Intermittent pneumatic leg compressions acutely upregulate VEGF and MCP-1 expression in skeletal muscle

Abstract

Application of intermittent pneumatic compressions (IPC) is an extensively used therapeutic strategy in vascular medicine, but the mechanisms by which this method works are unclear. We tested the hypothesis that acute application (150 min) of cyclic leg compressions in a rat model signals upregulation of angiogenic factors in skeletal muscle. To explore the impact of different pressures and frequency of compressions, we divided rats into four groups as follows: 120 mmHg (2 s inflation/2 s deflation), 200 mmHg (2 s/2 s), 120 mmHg (4 s/16 s), and control (no intervention). Blood flow and leg oxygenation (study 1) and the mRNA expression of angiogenic mediators in the rat tibialis anterior muscle (study 2) were assessed after a single session of IPC. In all three groups exposed to the intervention, a modest hyperemia (approximately 37% above baseline) between compressions and a slight, nonsignificant increase in leg oxygen consumption (approximately 30%) were observed during IPC. Compared with values in the control group, vascular endothelial growth factor (VEGF) and monocyte chemotactic protein-1 (MCP-1) mRNA increased significantly (P < 0.05) only in rats exposed to the higher frequency of compressions (2 s on/2 s off). Endothelial nitric oxide synthase, matrix metalloproteinase-2, and hypoxia-inducible factor-1alpha mRNA did not change significantly following the intervention.

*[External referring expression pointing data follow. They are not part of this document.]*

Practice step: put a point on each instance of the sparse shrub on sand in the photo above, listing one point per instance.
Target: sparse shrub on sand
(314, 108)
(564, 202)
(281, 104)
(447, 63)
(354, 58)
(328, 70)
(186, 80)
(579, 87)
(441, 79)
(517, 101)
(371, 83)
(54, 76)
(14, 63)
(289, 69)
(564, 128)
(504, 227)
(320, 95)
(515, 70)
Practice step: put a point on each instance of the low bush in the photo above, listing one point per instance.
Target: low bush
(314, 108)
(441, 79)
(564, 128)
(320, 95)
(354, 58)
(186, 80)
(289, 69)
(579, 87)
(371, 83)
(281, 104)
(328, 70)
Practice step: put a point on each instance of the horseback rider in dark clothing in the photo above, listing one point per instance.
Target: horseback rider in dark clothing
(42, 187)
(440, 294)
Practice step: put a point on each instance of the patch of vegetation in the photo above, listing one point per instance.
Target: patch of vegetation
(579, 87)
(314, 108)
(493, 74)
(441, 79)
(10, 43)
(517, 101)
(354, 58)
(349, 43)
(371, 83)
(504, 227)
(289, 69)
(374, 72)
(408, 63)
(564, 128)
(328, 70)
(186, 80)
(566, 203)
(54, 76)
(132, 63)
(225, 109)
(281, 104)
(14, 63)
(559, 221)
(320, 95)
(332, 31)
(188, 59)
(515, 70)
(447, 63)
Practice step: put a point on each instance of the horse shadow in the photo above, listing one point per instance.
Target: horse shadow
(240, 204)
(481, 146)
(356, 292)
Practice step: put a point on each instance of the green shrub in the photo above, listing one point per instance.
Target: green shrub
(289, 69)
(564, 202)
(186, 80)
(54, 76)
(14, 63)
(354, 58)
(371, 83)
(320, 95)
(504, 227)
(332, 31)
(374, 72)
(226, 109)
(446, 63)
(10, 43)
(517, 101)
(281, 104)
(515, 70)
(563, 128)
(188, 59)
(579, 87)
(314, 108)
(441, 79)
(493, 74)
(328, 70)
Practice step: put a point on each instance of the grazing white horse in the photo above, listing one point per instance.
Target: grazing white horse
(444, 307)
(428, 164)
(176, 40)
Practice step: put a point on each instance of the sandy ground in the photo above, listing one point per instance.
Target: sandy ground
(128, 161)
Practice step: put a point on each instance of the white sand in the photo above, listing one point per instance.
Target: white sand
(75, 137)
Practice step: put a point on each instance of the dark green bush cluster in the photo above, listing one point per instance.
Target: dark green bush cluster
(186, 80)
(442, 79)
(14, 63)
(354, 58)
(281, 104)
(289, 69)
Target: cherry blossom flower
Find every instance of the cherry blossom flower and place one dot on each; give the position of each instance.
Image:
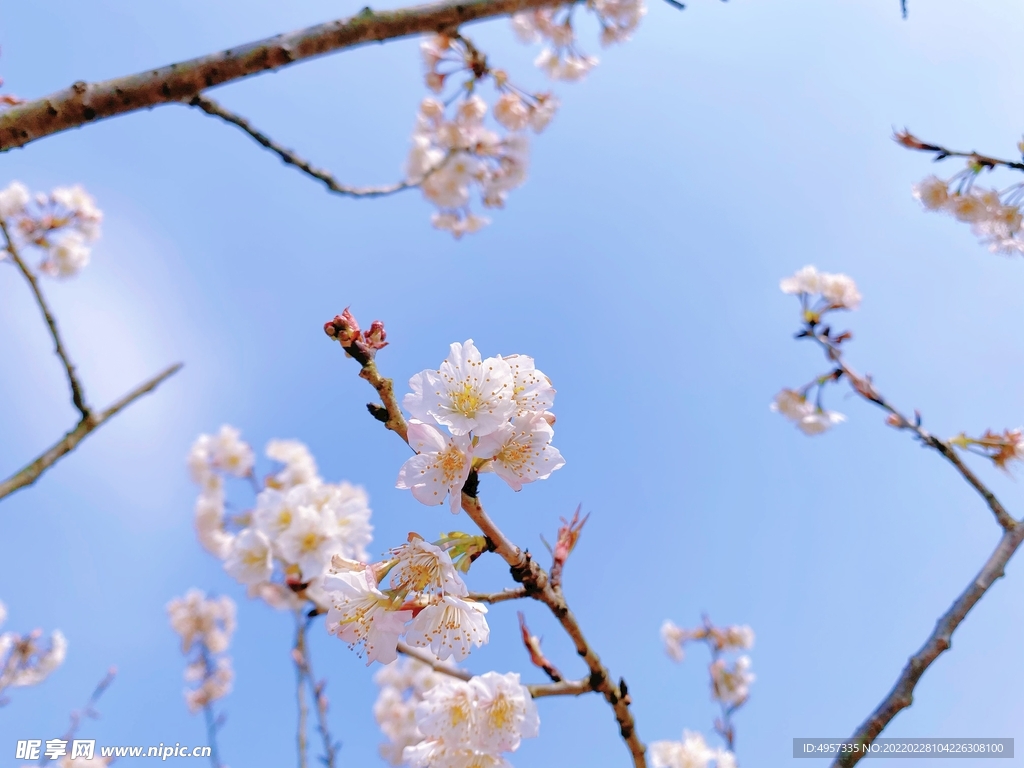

These findings show that IPC application augments the mRNA content of key angiogenic factors in skeletal muscle. Importantly, the magnitude of changes in mRNA expression appeared to be modulated by the frequency of compressions such that a higher frequency (15 cycles/min) evoked more robust changes in VEGF and MCP-1 compared with a lower frequency (3 cycles/min).

Fig. 1.

Schematic illustration of intermittent pneumatic limb compression (IPC) application in the rat leg. A blood pressure cuff was wrapped around the left leg and firmly secured with umbilical tape. To prevent cuff displacement during the intermittent compressions, the leg was secured in place. A, catheter on the carotid artery; B, blood flow meter placed on the femoral artery, C, catheter placed on a branch of the femoral vein; D, cuff for application of compressions. See methods for details.

Fig. 2.

Representative recordings of femoral blood flow (FBF) responses to IPC. Blood flow increased temporarily above baseline values following cuff deflation. A: 120 mmHg (2 s on/2 s off). B: 200 mmHg (2 s on/2 s off). C: 120 mmHg (4 s on/16 s off).

Fig. 3.

Net changes in blood pressure (A), FBF (B), and femoral conductance (C) during an acute bout of IPC application. *P < 0.05, baseline is different from compression.

Fig. 4.

Leg O₂ delivery (A), arterial-venous (a-v) O₂ content difference (B), and oxygen consumption (V̇o₂; C) before and after an acute bout of IPC application.

Fig. 5.

Fold changes in mRNA of vascular endothelial growth factor (VEGF; A) and monocyte chemoattractant protein-1 (MCP-1; B) following 150 min of IPC application. The right leg, harvested before the intervention, served as a baseline expression control. Values are means ± SE; n = 8 for 200 mmHg (2 s on/2 s off), 120 mmHg (4 s on/16 s off), and no intervention groups and n = 7 in 120 mmHg (2 s on/2 s off) group. *P < 0.05, different from no intervention group.